Saturday, May 9th, 2015
For the “Assault on Justice” investigation, WAMU 88.5 News web-scraped and downloaded the assaulting a police officer charges in the District of Columbia Courts from January 2012 through December 2014, found here. This produced a spreadsheet of more than 2,000 cases, including felony, misdemeanor and domestic violence assaulting an officer (APO) charges for all District-based police agencies.
The initial scrape included case numbers, dates and charges but left out many important attributes for deeper analysis. To obtain the added detail, graduate students from the Investigative Reporting Workshop at American University, under the guidance of editors and reporters at IRW and WAMU, researched every case using public access to the records at the District Courthouse.
The students entered each case number into the system, inspected the complete case documentation online and, if enough detail was present, printed the case record, including the affidavits from the arresting officers. However, some cases did not contain enough information or could not be located and did not become part of the final database for analysis.
Under IRW guidance, students and IRW staff entered the relevant data from the printed reports into the database. When completed, IRW editors cleaned the database for consistency and made integrity checks, comparing the database to the original paper documents. Once completed, the database contained 1,966 usable cases.
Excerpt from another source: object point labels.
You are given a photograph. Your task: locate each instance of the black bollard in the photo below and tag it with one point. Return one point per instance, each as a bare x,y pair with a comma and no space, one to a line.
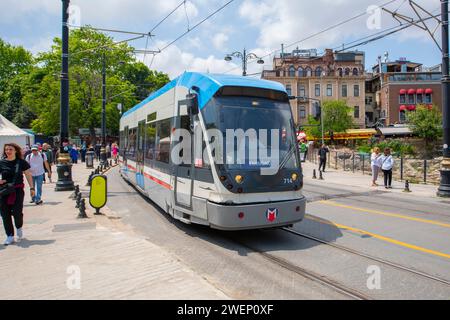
82,214
407,189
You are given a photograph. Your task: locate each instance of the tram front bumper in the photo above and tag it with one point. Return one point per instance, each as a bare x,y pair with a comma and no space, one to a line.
256,216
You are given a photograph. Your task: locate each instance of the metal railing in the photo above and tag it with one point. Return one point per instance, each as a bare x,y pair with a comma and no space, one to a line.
405,168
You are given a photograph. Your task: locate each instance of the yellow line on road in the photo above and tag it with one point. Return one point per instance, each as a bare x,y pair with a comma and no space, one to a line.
380,237
396,215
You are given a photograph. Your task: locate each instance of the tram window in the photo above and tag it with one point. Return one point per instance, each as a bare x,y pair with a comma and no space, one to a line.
162,151
131,151
150,142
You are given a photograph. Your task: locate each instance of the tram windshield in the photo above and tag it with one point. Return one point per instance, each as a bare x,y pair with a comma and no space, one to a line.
253,115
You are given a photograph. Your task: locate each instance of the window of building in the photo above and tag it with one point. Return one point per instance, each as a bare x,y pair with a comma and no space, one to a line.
291,71
301,72
344,90
162,151
308,72
301,91
289,89
356,112
302,112
329,90
419,98
402,116
356,90
318,72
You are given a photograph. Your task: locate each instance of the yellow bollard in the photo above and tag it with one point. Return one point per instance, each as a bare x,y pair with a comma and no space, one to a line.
98,192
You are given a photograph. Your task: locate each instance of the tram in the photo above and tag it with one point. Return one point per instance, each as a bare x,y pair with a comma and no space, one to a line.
175,148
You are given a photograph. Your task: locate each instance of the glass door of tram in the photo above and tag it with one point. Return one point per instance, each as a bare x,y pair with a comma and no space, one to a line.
140,155
184,172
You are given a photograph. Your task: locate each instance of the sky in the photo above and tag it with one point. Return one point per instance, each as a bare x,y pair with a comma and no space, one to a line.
259,26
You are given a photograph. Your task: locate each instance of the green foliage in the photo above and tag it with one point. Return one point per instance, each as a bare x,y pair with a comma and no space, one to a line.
336,118
30,88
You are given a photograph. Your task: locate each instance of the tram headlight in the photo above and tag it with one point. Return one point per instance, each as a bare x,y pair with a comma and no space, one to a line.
239,179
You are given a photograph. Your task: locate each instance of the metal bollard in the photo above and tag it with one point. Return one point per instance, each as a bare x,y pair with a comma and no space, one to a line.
82,212
407,189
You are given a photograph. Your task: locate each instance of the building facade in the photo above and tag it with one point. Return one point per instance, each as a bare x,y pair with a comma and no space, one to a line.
398,87
332,76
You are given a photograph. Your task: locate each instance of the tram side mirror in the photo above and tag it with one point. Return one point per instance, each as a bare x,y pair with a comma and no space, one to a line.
192,103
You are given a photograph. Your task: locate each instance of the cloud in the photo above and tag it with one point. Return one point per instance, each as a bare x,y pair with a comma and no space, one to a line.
219,41
174,61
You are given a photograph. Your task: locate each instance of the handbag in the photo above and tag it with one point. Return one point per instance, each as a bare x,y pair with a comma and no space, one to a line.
8,188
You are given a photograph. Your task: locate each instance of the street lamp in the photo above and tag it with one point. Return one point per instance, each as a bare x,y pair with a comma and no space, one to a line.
64,168
244,57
Many limitations still remain. IRW included a partial report in the database even though it was missing some data. For example, only 91 percent of the cases included the defendant’s race and ethnicity, although the rest of the form may have been complete. Other key, standard details were left off of otherwise complete reports.
Another limitation is the practice of listing multiple charges on one form. When attempting to analyze what happened in each case, there is only one outcome listed that applies to the first charge on the report. The outcomes on other charges, including some charges of assaulting an officer, are not recorded. This also leads to difficulty in counting misdemeanor charges of assaulting a police officer when the primary charge is a non-APO felony.
As in all data, other unknown errors likely exist. However, any specific incidents drawn from the database were checked against the paper record.
IRW ran descriptive statistics and other summary calculations on the data to find patterns behind the individual charges of assaulting a police officer. Because of missing data, most results should be treated as estimations and are expressed as such in the report. Also, IRW followed accepted rounding practices.
The map of arrest locations throughout the District was drawn from the database, which includes the arrest address. WAMU ran the arrest addresses through an online geocoder to give them latitude and longitude coordinates, which allowed the map designer to place the address on the map and add details, such as race of the defendant, to the map.